The Light of Paris

When I thought of Chicago, I could picture only its gleam—the glare of the sun on the water, and the thousands of windows in the skyscrapers, nothing but brilliant glass, reflecting and refracting the light back in an infinite loop. It seemed white in my memory, its brilliance blinding.

The seasons were short there, except for winter. It always seemed to be cold, to be frozen, so far north it might as well have been a city of ice, rather than glass and steel. It was the ice I remembered more than the snow. Fall came and went in a moment, the trees turning brilliant overnight, a hopeful blast of color, spring in reverse, and then, just as rapidly, winter would come, and ice would cover the city, nature adding its own glimmer to those shining silos of glass lining the streets. The ice coated the pavement in thick sheets, alluring and dangerous, before the leaves had been swept away, so walking down the street you were likely to see them frozen there, the burgundy and gold of fall overlaid with the cold blue of winter, like an insect trapped in amber, a curiosity from a foreign and forgotten time.

And it was winter for so long. When I got into bed at night, I piled blankets and quilts on myself, the weight as comforting as the warmth. The thermostat might have claimed the temperature was just fine, but the cold sat deep in my bones, where I could feel it even if I was sweating. And then spring came in a burst, overnight the ice melting, giving way to a damp chill that the buds of trees fought through nonetheless, revealing their hopeful promise, white-green and palest yellow clearing away the coating of frost on the branches. Water ran in the gutters, the river’s banks bloomed high and full, and the city’s residents emerged, blinking and shaken, eyes wide open to the miracle of spring. But spring, like fall, does not last. Summer would come in a brief gasp, as though the other seasons had been holding it underwater, and it could raise its head only long enough to exhale the delicious heat, the pressure of the sun, the long, luxurious hours of daylight, before it gasped and went under again.

And even though Magnolia has a winter of its own, I could only imagine its summer. In the depths of winter, when I pictured Magnolia, I could only remember wet, humid days, the air lying on my skin, a soft, damp caress. I thought of how the underside of my hair was always damp, my face always flushed and pink. I thought of my mother’s gardens, an explosion of greenery in soft fronds, long spikes, the pale undersides of leaves, the seductive petals of flowers, coyly hiding their hearts until the sun coaxed them open—roses of butter yellow, peonies pink like ballet slippers, stalks of gladiolus in royal purple, marching up the back fence, dahlia and amaryllis in violent, brazen red. I thought of ice cream cones melting onto my hands, and long, lazy sunsets, and the smell of chlorine and the way the light lay, as though it had been filtered through a golden sieve, on everyone and everything, making the world seem bright and vulnerable and just a little bit more perfect.

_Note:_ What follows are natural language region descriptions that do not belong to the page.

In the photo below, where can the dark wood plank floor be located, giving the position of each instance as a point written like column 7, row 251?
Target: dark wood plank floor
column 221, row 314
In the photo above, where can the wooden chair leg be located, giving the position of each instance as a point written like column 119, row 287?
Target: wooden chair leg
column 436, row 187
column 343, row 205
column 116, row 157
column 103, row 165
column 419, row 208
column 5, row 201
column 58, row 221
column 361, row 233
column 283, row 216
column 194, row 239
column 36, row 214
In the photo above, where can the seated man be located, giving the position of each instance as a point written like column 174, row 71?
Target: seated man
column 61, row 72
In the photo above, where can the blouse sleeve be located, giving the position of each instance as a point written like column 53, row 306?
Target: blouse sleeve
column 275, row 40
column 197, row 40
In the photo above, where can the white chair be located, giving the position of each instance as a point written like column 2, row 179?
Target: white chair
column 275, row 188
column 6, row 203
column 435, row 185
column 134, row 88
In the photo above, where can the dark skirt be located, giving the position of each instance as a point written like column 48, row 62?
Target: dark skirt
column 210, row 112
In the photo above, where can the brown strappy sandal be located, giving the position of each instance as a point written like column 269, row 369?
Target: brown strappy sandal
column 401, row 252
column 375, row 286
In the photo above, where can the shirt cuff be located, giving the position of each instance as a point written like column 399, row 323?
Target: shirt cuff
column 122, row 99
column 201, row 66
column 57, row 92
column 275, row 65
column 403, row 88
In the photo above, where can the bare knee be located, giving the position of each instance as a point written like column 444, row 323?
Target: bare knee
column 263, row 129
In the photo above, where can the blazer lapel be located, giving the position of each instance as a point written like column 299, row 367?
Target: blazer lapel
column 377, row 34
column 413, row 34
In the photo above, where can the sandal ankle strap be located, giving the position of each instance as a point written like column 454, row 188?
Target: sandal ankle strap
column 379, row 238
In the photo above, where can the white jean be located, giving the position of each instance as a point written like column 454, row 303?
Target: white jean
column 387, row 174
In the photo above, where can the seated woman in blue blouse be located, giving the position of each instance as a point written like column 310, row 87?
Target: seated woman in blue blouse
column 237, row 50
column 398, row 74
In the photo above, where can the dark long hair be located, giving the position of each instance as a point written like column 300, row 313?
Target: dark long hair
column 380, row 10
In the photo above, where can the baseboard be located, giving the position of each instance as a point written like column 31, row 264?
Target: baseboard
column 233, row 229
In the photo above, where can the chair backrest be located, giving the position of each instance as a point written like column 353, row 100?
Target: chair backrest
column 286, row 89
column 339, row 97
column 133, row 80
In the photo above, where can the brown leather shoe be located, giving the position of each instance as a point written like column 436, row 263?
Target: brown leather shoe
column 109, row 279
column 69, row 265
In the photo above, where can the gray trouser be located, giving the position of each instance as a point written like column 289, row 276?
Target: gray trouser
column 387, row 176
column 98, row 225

And though it wasn’t summer in Magnolia yet, I felt something awakening in me very much like it, the fingers of the sun finding their way into the parts of my heart that had frozen solid, the slow drip of melting in my belly. I stayed up late with my grandmother’s journals, reading about her fear of facing Paris alone, her embrace of it, and Evelyn’s betrayal. It made me think of the pain of not being beautiful, and the wonder of a kiss, and the excitement of discovery, and it made me cry a little for the girls we had been. I wished I had known her.

My own debut had been a disappointment. I had waited for it for years, sat through endless hours of cotillion and deportment classes, thinking the ball would be the brass ring at the end of it all. I’d be a caterpillar turned into a butterfly, an ugly duckling turned into a swan. I’d been part of that existence since I was born, but I had never felt I belonged. My friends and classmates had never gone through an awkward stage. Their hair was smooth and straight, while mine was wavy and disobedient. They were slender and delicate, while I was thick and swimmer-shouldered.